Dans ce contexte, une nouvelle approche est possible pour mettre fin au conflit du Proche-Orient. La Russie devrait être associée aux négociations. Les Européens ont vocation à intervenir.

Mais l'Union européenne est apparemment absente dans le conflit en Afghanistan. La Grande-Bretagne a certes participé à la première phase et Jacques Chirac s'est engagé résolument aux côtés des États-Unis . Mais seule une Europe politique et des capacités militaires donneraient de la crédibilité à la politique étrangère et de sécurité commune. Les derniers conseils européens ont marqué des avancées significatives. Les forces de la SFOR en Bosnie, de la KFOR au Kosovo sont essentiellement européennes, et même exclusivement en Macédoine. Les atouts européens sont certains, et dès le début la France avait proposé un plan d'action global pour l'Afghanistan.

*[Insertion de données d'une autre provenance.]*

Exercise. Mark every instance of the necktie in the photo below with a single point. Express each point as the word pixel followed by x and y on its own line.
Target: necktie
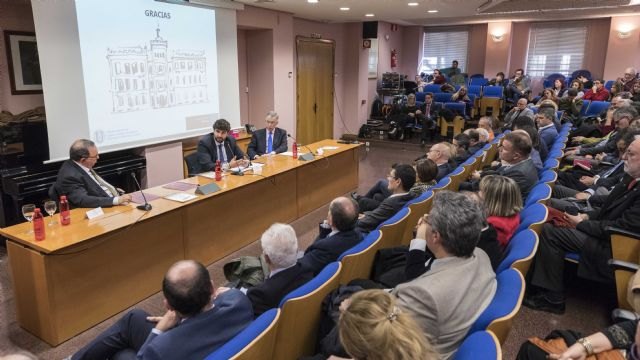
pixel 103 184
pixel 222 156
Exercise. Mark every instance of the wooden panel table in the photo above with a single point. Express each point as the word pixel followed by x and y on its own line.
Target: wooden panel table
pixel 86 272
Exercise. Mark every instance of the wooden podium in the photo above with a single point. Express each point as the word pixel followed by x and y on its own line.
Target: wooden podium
pixel 86 272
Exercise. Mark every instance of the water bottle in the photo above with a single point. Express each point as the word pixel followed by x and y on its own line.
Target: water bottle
pixel 38 225
pixel 65 214
pixel 218 171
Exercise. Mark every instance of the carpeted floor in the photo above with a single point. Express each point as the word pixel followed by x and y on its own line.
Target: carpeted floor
pixel 587 307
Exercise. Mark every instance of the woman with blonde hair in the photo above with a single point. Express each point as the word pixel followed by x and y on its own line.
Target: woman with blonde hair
pixel 373 327
pixel 503 202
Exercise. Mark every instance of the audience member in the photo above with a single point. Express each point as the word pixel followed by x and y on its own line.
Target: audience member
pixel 401 179
pixel 336 237
pixel 486 122
pixel 519 111
pixel 196 323
pixel 219 146
pixel 546 127
pixel 373 327
pixel 587 237
pixel 270 140
pixel 445 313
pixel 280 248
pixel 502 202
pixel 81 184
pixel 597 93
pixel 519 86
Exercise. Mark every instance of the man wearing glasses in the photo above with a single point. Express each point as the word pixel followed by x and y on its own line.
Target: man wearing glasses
pixel 597 93
pixel 81 184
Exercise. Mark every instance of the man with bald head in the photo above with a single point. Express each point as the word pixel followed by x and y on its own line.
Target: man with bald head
pixel 337 234
pixel 81 184
pixel 196 322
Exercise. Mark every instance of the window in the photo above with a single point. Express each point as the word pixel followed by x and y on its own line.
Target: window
pixel 442 47
pixel 373 59
pixel 556 48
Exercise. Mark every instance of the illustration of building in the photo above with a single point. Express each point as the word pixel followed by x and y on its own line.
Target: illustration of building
pixel 150 78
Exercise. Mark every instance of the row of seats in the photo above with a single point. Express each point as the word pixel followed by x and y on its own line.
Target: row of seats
pixel 270 335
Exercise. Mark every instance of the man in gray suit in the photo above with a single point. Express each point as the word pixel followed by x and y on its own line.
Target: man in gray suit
pixel 268 141
pixel 460 283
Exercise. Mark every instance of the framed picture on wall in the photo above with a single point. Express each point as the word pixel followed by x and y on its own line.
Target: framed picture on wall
pixel 23 61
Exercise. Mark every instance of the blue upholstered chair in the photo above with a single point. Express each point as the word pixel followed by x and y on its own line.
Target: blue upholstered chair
pixel 504 306
pixel 255 341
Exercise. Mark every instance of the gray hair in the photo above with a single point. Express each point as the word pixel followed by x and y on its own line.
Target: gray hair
pixel 272 114
pixel 279 242
pixel 458 220
pixel 80 149
pixel 626 111
pixel 484 134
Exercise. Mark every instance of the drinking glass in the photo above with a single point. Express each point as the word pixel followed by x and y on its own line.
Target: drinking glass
pixel 27 212
pixel 50 207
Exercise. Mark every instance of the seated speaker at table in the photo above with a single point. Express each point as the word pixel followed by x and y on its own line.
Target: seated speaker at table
pixel 270 140
pixel 219 146
pixel 81 184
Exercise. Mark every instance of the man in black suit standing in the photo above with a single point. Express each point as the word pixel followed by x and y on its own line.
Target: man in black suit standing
pixel 280 248
pixel 621 209
pixel 81 184
pixel 401 179
pixel 219 146
pixel 336 236
pixel 268 141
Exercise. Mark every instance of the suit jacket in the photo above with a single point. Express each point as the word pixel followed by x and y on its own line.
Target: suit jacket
pixel 524 173
pixel 198 336
pixel 620 209
pixel 447 299
pixel 325 250
pixel 258 144
pixel 389 207
pixel 549 136
pixel 270 292
pixel 208 152
pixel 514 114
pixel 81 190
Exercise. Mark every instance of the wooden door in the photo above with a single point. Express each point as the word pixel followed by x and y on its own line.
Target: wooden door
pixel 314 105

Aujourd'hui, on ne peut tirer du conflit de conclusions certains. Mais il met un point final à la guerre froide. S'attendre à un conflit Nord-Sud serait hasardeux. Les Etats-Unis devraient se rallier à la politique suivie par la France et par Jacques Chirac pour construire une Europe dotée d'une politique étrangère et de sécurité commune capable de surmonter les divergences qui subsistent avec les Etats-Unis sur le partage de la décision politique et du commandement militaire.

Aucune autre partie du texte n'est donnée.